Los “gobiernos progresistas”, debido a su peculiar barroquismo, sobre todo, debido a su forma de gubernamentalidad clientelar, desatan desbordantemente una práctica política, contenida en las otras formas de gubernamentalidad, la corrosión institucional y la corrupción. Paradójicamente, este desborde corrosivo es, a la vez, lo que ha dilatado la pervivencia del neopopulismo, basado en la extensión clientelar, y al mismo tiempo es lo que lo ha derrumbado. A propósito, llama la atención que expresiones posmodernas neo-conservadoras recalcitrantes se proclamen como abanderadas de la “lucha contra la corrupción”. ¿Cómo pueden las expresiones más recalcitrantes del conservadurismo proclamarse como las puras organizaciones de “lucha contra la corrupción”? Ya los extensos latifundios son un oprobio e insulto a los pueblos y sociedades, afectadas por la desmesura de las desigualdades; es esto precisamente lo que defienden las expresiones políticas del conservadurismo recalcitrante. Que haya sido aceptada esta pretensión insostenible en una votación electoral, quiere decir que algo anda mal en los pueblos, contrariamente a lo que cree quien habla de la “sabiduría del pueblo brasilero”. Si los pueblos optan por satisfacer el deseo del amo, el deseo de ser dominados, teniendo en cuenta la figura, que cambian unos amos por otros amos, agravando más, que optan por amos cada vez más perversos, entonces, el problema mayúsculo radica en los pueblos, que son los responsables de que sus gobernantes hagan lo que les venga en gana.

Llama también la atención que ciertos críticos mediáticos de los “gobiernos progresistas” se dejen obnubilar por la victoria electoral de Jair Bolsonaro en Brasil.
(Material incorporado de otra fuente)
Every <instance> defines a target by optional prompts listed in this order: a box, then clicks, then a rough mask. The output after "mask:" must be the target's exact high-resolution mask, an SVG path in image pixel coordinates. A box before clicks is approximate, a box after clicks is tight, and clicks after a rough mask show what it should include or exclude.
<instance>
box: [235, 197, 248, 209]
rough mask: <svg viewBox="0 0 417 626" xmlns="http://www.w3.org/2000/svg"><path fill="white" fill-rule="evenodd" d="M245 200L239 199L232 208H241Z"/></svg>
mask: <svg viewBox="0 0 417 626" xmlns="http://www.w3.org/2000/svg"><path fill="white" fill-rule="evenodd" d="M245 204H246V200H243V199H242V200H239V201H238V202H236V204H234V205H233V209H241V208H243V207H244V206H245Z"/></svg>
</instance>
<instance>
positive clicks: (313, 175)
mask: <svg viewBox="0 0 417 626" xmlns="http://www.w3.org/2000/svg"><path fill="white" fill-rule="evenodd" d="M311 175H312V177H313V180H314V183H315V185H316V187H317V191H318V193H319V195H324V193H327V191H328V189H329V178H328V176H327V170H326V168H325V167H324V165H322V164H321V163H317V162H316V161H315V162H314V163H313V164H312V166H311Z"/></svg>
Hablan del “fin de la era del populismo”, cuando se trata de la continuidad de la decadencia populista en la versión del conservadurismo ultramontano. Es de esperar este tipo de actitudes, extremadamente ingenuas, en, primero, conservadores, después en seudo liberales, que son, en efecto, neoliberales inconclusos; pero no, en quienes se puede considerarlos, por lo menos liberales, sino, en el mejor de los casos, críticos de la impostura neo-populista. Es de esperar esta actitud mecánica de sorpresa en los medios de comunicación; pero, no un inmovilismo estupefacto de la “izquierda”, aunque si la repetición inaudita, de parte de ella, de los mismos argumentos reiterativos e inútiles.
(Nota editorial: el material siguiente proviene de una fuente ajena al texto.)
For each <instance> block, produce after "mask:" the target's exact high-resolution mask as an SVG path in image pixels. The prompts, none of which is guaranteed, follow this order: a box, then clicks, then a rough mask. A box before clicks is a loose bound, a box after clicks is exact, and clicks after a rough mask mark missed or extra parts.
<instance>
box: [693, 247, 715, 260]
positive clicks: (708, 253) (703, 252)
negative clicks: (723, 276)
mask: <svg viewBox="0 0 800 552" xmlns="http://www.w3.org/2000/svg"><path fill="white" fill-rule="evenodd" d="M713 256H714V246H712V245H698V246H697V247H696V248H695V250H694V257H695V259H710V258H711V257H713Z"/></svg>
Ciertamente es absurdo caer en el chantaje emocional de los “gobiernos progresistas” que dicen: o nosotros, los progresistas, que hemos avanzado en los derechos sociales, o los neoliberales, que son los que nos han antecedido y llevado a la crisis social; o, en el caso de Brasil, nosotros o el neofascismo. Primero, porque todos, es decir, todas las formas de gubernamentalidad en concurrencia forman parte del círculo vicioso del poder. Todas comparten el mismo vicio, el despliegue de las dominaciones; lo hagan de una forma o de otra. Segundo, porque las gestiones de los “gobiernos progresistas” cavaron su propia tumba y fueron la siembra o de la segunda versión de gobiernos neoliberales, o de la forma de gobierno neoconservador recalcitrante. Tercero, porque, como contra-genealogías, como contra-poder, los pueblos están exigidos a ir más allá de la izquierda y la derecha, más allá de “gobiernos progresistas” y gobiernos neoliberales, incluso, por lo tanto, de gobiernos neoconservadores recalcitrantes.